I’ve sent you holiday cards, birthday cards, attended your numerous celebrations, I have even taken time off from my job to attend your functions. All while my father was dying.
My happiness is a limited resource right now, and I must use it wisely. You had almost four months to send a card, call or text. Anything! Just acknowledge my loss the way I have acknowledged your milestones in life.
For the first few weeks I gave you the benefit of the doubt. I checked the mail daily only to find nothing. I double checked my voice and text messages in case I may have missed something. Only to find silence.
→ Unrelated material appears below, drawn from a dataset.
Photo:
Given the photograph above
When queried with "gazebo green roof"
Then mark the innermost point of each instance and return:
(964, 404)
Is my grief not as significant as your fourth marriage? Or the birth of your child? Or your graduation? Or your housewarming party where somehow I was duped into purchasing Pampered Chef items I really didn’t need from you? Congratulations by the way those are all wonderful milestones. However, unlike your multiple marriages I’m unable to replace my father. I mean I can’t exactly go on Match.com and find a new Dad. And I’m not judging, I’m divorced myself. I just thought after years of “friendship” you were aware of the bond I fused with my father and the incredible amount of pain I’m in. I didn’t just lose my father, I lost my best friend.
I thought our friendship was a two way street.
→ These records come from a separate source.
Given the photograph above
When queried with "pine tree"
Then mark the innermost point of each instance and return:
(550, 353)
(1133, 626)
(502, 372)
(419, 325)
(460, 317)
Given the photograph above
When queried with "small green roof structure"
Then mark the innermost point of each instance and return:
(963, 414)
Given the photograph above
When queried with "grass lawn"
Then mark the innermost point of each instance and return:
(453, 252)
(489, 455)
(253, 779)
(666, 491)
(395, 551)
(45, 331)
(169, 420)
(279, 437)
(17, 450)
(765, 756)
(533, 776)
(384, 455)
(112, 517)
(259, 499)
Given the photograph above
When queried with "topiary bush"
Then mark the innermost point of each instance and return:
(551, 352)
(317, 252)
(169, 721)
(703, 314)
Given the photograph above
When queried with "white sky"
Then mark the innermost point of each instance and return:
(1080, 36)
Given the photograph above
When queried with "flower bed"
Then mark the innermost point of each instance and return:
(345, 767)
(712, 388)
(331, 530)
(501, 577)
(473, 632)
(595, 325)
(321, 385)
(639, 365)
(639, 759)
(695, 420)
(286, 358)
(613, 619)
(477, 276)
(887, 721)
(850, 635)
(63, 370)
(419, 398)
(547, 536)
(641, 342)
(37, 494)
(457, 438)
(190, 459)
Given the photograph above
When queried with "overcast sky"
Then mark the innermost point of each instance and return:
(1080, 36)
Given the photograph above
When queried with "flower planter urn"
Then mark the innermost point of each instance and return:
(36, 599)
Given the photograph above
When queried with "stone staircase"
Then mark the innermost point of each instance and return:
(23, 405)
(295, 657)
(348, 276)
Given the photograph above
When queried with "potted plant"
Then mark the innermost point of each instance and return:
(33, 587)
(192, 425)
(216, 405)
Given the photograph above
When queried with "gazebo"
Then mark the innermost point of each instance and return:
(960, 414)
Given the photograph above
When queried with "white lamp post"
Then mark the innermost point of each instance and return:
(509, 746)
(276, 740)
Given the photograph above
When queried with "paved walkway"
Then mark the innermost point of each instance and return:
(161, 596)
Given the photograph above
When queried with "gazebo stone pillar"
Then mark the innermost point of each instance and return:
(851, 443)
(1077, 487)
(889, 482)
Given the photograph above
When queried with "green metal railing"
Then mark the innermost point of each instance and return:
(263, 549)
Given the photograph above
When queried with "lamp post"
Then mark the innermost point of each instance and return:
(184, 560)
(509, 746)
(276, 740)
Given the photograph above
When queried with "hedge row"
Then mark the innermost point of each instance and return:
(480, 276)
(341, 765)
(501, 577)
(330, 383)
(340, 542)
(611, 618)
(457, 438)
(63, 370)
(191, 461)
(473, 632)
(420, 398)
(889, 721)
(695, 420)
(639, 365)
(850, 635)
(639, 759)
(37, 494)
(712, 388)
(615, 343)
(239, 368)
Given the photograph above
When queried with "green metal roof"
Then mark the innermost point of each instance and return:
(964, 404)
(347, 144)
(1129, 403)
I thought you respected me enough to acknowledge my father’s passing.
I thought you respected our friendship enough to acknowledge my father’s passing.
I’m sorry my grief makes you uncomfortable, it makes me uncomfortable all the time. My grief is a reminder that I have loved deeply and grieve the joys that once were and never will be. It’s a reminder that I was blessed to have a magnificent man I proudly called “Daddy” throughout my life.
Grief is messy, unpredictable and never ending. Grief forces you to reevaluate the relationships in your life. I need to surround myself with people who are there for me not just for the good times, but the bad times too.
I wish you well, I wish you happiness however, I cannot attend your celebration.